Un nuovo studio mette in dubbio una delle teorie sul crollo della Civiltà maya: una serie di siccità si è verificata nella penisola dello Yucatan, nel sud-est del Messico e nell’America centro-settentrionale alla fine del IX secolo d.C., quando le città Maya iniziarono misteriosamente a spopolarsi e, alcuni studiosi, confidando sulla prerogativa che i Maya dipendessero principalmente da mais, fagioli e zucca sensibili alla siccità, hanno ritenuto che questa ne abbia la fine.

Una nuova analisi dell’archeologo dell’Università della California Riverside, Scott Fedick,  e del fisiologo vegetale Louis Santiago, mostra che i Maya abbiano avuto quasi 500 piante commestibili a loro disposizione, molte delle quali sono altamente resistenti alla siccità. I risultati di questa analisi sono stati pubblicati  sulla rivista Proceedings of the National Academy of Sciences (PNAS).

Secondo Santiago, i Maya anche nella situazione di siccità più estrema, pur mancando le tracce della situazione più estrema mai verificata, 59 specie di piante commestibili sarebbero comunque sopravvissute. Tra le piante più resistenti che i Maya avrebbero potuto sicuramente conservare nella propria dieta, sono presenti al la manioca, con i suoi tuberi commestibili, il chaya, un arbusto addomesticato dai Maya e usato anche oggi dai loro discendenti, le cui foglie sono ricche di proteine, ferro, potassio e calcio. Chaya e manioca insieme avrebbero fornito un’enorme quantità di carboidrati e proteine necessarie all’apporto giornaliero richiesto.

Fedick ne ha recentemente compilato e  pubblicato  uno elenco generale delle piante alimentari indigene Maya che attinge a decenni di conoscenza sulla dieta del popolo mesoamericano. Di fronte a molte incertezze sceintifiche sulla siccità come causa delle interruzioni sociali dei Maya, i due ricercatori hanno deciso di esaminare tutte le 497 piante nell’elenco e verificarne la tolleranza alla siccità.

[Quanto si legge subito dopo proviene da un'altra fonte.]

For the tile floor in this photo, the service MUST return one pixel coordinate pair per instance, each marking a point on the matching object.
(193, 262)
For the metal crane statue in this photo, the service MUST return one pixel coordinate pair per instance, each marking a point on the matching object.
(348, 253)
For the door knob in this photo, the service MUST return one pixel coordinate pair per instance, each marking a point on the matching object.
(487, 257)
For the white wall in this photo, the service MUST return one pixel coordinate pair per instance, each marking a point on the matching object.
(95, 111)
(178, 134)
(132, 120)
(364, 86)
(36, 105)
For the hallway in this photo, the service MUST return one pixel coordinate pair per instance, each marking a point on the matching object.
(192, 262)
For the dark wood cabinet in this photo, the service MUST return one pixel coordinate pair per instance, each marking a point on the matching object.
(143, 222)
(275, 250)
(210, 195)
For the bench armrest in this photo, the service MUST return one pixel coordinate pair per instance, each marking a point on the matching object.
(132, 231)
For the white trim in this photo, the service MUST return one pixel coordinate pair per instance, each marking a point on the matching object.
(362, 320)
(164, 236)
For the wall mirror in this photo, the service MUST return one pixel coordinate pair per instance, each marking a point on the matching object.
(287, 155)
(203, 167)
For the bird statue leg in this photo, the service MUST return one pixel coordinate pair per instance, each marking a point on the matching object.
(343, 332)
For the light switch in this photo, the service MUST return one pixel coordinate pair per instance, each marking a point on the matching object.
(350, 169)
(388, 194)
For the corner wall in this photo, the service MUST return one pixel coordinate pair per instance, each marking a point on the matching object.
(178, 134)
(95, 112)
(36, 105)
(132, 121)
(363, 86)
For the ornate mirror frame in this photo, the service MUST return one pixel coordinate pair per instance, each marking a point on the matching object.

Fedick conferma che uno dei motivi per cui il progetto di studio è stato così impegnativo è dovuto al fatto che i ricercatori hanno esaminato la flora alimentare di un’intera civiltà: piante annuali, perenni, erbe, alberi, animali domestici e specie selvatiche, in una impresa unica!

Sebbene Fedick e Santiago non abbiano una risposta chiara sul motivo per cui l’antica società Maya si sia disgregata, sospettano che lo sconvolgimento sociale ed economico abbia avuto un ruolo fondamentale e che la spiegazione eccessivamente semplicistica della siccità che porta al collasso agricolo probabilmente non sia plausibile.

La ricerca dimostra anche l’importanza di sfruttare una varietà di piante per sopravvivere alla siccità e ai cambiamenti climatici per cui, anche in presenza di una serie di siccità, mantenere una varietà di colture resilienti consentirebbe agli individui, sia antichi che moderni, di adattarsi e sopravvivere.